Crepidula badisparsa

Scientific classification
- Kingdom: Animalia
- Phylum: Mollusca
- Class: Gastropoda
- Subclass: Caenogastropoda
- Order: Littorinimorpha
- Family: Calyptraeidae
- Genus: Crepidula
- Species: C. badisparsa
- Binomial name: Crepidula badisparsa Collin, 2005

= Crepidula badisparsa =

- Genus: Crepidula
- Species: badisparsa
- Authority: Collin, 2005

Species of gastropod

Crepidula badisparsa is a species of sea snail, a marine gastropod mollusk in the family Calyptraeidae, the slipper snails or slipper limpets, cup-and-saucer snails, and Chinese hat snails.

It is a small species with flecks of tan and dark brown on the shell. It lives attached to other small gastropods in seagrass beds. This species is unusual in that in produces lecithotrophic larvae which hatch as large pediveligers. They swim for a short while before settling.

This species is currently found only in Panama.

== Background ==
The marine gastropod species, Crepidula badisparsa, is a part of the family Calyptraeidae and is one of the many species of slipper snails found off the coasts of Panama. The species' name comes from the Latin word "Badisparsa," which means scattered, referring to spots on the snail’s shell. They are also referred to as “Baby’s boats,” “Quarter-deck shells,” and “Lady’s slippers.” They are known for their plastic shells and simple and conservative anatomy.

==Distribution==
Crepidula badisparsa is currently only found on the Atlantic Coast of Panama at depths between 1 and 2m, in shallow seagrass beds.   Specifically, they have been found in Bocas del Toro Province, Cativa (Coco Solo), and Limon Bay, Panama. Other species of Crepidula have been found by themselves or attached to other snails, but further research is needed to determine whether Crepidula badisparsa live attached to other snails as well.

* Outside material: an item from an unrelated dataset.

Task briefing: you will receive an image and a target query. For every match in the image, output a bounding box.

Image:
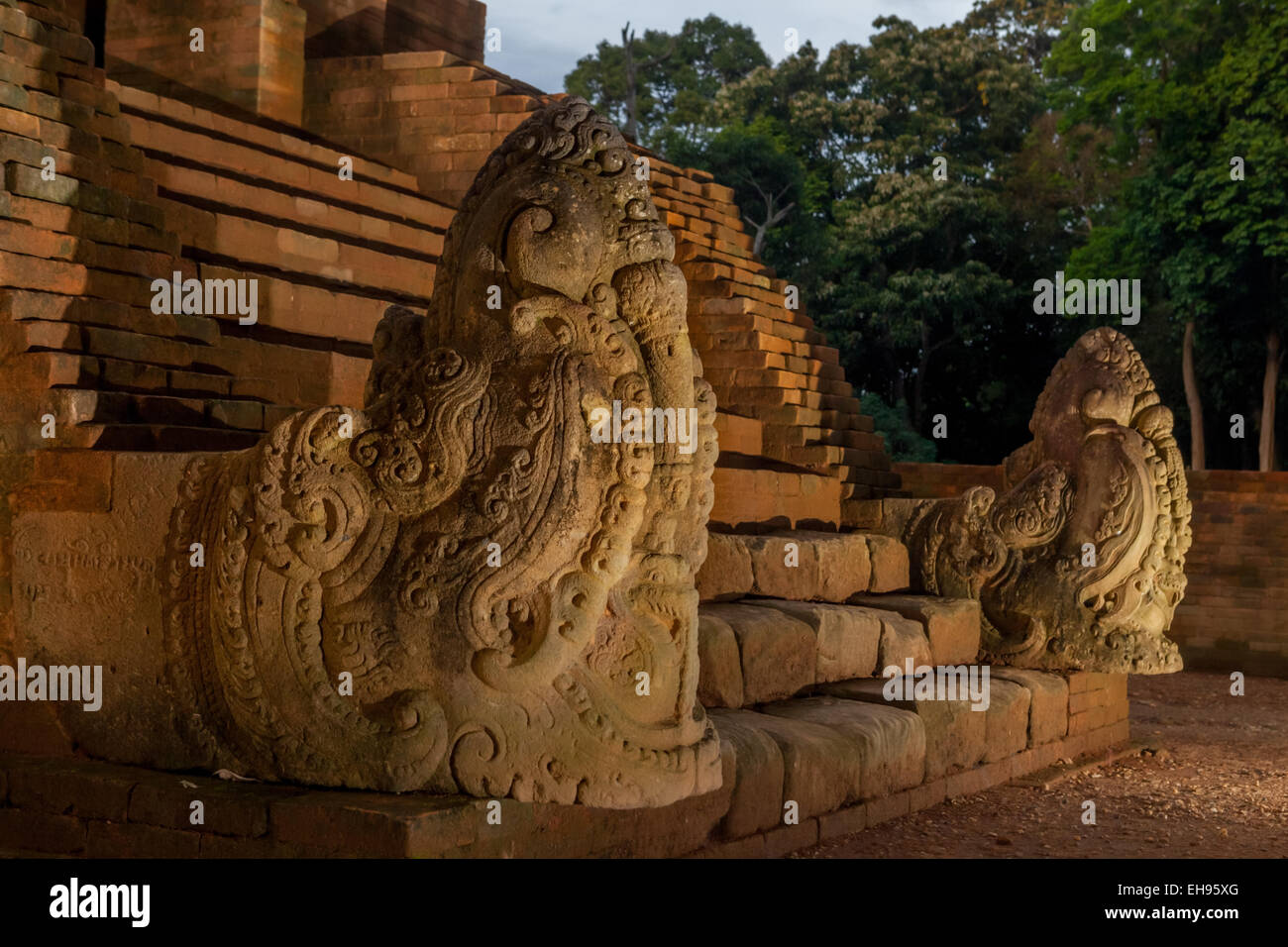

Due to its limited habitat range and location, little research has been done on Crepidula badisparsa’s ecological role within its habitat.

==Description==
Crepidula badisparsa are small snails, with a maximum shell length of 13mm. Their shells are mainly white, with at least 50% covered in flecks and streaks of tan and dark brown. Snails in the family Crepidula have an expanded foot and a limpet-shaped shell. Their shells also lack muscle scars, and the shape of the individual's shell is determined by the substrate. Their shells also have a flat-shaped “shelf” that extends on the underside of the snail’s shell and houses the internal organs. Slipper snails like Crepidula have a posterior apex to their flattened shells and a slight lateral curve. Adult Crepidula badisparsa lack an operculum, a hard sheet that can be attached to the bottom of the snail's foot to plug the aperture. Crepidula badisparsa have splotches of yellow and cream on its tentacles, lips, and lappets on its neck. The back side of its head and neck are black and dark gray with black gills. The shell is attached to the body by a shell muscle extending from the front right portion of the foot to where the shell and shelf meet.

The taxonomy of Calyptraeidae is well recorded, as the similar morphological characteristics between individual species have made physical identification difficult. This has led to them becoming the subject of many biological and ecological studies, as the consistent taxonomic information makes them favorable subjects.

==Reproduction==
Crepidula badisparsa reproduce sexually and exhibit protandrous hermaphroditism, meaning they are born male and develop into females as they grow. They lay eggs in transparent capsules that are 286 μm in length. Embryos receive nutrients solely from the yolk and develop vesicles near their heads, as well as an embryonic kidney on both sides of their body. Further details regarding embryonic development and brood size are currently unknown, however, larvae have been observed to hatch as pediveligers with transparent shells around 515 μm in length. Their intestines and velum are also transparent after hatching. Development into pediveligers is unique to this species, as no other members of Crepidula have been observed doing this.

== Diet (feeding habits) ==
All Crepidula are filter feeders and feed mainly on phytoplankton. An individual will use adjoining snails to lift itself off the substrate and then use its gills to create currents that trap phytoplankton. Along with this technique, Crepidula are known to create a mucus net from their gills that catch and transport their food into their food pouch. Crepidula also use their radula to transfer the food caught by the gills into the mouth. Crepidula’s feeding occurs in salinities at or above 20 psu.